I remember those days because I still live in them, thanks to a web browser you may not have heard of: Vivaldi.
This week, the team behind the Vivaldi web browser released version 4.0, which seems like a good time for me to tell you you need to give it a try. Calling Neil StevensonVivaldi outperforms all other web browsers “in much the same way that the noon sun does stars… Not only are they bigger and brighter; they simply make everything else fade away.”
Customization is the key
Stevenson was actually Talking about the Emacs text editor, whose never-ending repetition makes him the programmer The Holy Grail of Text Editors. But I think the metaphor also applies to Vivaldi, compared to other web browsers. I don’t think it’s an exaggeration to say that Vivaldi he is Emacs for web browsers.

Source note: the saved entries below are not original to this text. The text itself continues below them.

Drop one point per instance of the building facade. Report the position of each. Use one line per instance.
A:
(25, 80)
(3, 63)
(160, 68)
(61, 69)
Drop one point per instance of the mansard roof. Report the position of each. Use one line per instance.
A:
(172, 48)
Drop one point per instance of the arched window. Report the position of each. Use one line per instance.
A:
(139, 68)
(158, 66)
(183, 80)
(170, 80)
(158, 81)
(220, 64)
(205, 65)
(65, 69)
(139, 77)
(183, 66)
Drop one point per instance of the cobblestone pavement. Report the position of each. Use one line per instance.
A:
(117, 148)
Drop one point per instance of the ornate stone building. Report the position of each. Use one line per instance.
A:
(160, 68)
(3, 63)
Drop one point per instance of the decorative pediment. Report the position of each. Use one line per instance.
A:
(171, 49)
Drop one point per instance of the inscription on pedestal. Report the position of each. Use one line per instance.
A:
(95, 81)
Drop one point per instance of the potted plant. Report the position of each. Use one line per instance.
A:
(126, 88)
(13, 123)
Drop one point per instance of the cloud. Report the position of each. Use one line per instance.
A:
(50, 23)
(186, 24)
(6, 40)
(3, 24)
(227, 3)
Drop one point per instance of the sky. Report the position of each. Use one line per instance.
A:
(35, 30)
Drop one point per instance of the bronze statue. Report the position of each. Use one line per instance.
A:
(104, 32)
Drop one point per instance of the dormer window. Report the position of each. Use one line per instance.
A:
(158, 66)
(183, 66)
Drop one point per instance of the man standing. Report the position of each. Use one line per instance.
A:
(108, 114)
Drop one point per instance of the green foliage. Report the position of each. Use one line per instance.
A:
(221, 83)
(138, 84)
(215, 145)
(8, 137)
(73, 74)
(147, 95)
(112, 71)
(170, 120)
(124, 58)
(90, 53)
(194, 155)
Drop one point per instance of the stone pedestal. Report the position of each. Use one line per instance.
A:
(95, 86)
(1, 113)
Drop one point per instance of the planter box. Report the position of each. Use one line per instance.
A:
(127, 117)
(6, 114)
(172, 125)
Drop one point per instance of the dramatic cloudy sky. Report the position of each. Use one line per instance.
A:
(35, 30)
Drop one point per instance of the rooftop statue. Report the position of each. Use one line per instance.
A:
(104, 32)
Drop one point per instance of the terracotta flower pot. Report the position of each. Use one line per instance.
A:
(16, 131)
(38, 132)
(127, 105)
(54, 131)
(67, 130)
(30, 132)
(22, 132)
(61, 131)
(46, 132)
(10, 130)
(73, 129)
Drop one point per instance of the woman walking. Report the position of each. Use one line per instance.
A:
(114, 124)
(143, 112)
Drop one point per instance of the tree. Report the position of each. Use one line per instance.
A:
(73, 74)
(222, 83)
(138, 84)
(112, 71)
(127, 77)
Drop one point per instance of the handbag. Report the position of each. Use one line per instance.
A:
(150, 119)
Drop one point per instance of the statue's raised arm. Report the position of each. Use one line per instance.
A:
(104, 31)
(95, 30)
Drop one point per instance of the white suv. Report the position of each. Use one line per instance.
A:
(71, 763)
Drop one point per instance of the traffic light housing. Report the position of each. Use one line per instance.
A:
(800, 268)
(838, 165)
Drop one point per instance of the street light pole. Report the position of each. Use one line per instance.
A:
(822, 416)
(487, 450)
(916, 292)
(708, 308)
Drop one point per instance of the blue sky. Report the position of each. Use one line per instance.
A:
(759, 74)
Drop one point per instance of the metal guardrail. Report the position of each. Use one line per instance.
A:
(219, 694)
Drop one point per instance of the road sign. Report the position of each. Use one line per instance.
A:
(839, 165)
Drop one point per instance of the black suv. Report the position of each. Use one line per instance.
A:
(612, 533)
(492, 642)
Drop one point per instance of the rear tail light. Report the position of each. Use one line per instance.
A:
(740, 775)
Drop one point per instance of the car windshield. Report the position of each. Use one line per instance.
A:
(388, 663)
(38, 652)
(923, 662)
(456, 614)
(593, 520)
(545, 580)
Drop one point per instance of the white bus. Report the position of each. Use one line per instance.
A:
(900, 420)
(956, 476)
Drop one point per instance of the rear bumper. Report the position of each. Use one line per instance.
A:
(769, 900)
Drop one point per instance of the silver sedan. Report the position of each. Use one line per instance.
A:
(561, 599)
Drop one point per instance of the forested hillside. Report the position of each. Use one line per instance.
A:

Vivaldi’s CEO, Jon von Teichner, was also the co-founder of operaOne of the oldest web browsers with features like pop-up blocking and tabbed browsing. The level of customization and power user features that distinguish Opera today are also present in Vivaldi, along with a lot more.
At first glance, Vivaldi looks like a slightly more colorful version of your average web browser—the webpage colors mirror Vivaldi’s notable feature that Apple has shamelessly copied in Safari. You won’t discover its true power until you dig into Vivaldi’s settings: the ability to customize your browsing experience exactly the way you want it.
Like Emacs, Vivaldi’s setup and experience may be different, and that’s the point. Vivaldi’s motto is “a web browser for our friends”. By “our friends” means Vivaldi People like you and me– Assuming you’re someone on the web doing work and keeping in touch with your friends, rather than consuming the whims and algorithms of Big Tech.
For example, I love keyboard shortcuts and have never used the mouse gesture in my life. Vivaldi supports both. I take advantage of customizable keyboard shortcuts and ignore mouse gestures, and everyone wins. Vivaldi 4.0 acknowledges this with a new dialog that offers some feature presets: Essentials, Classic, or my favorite Fully Loaded.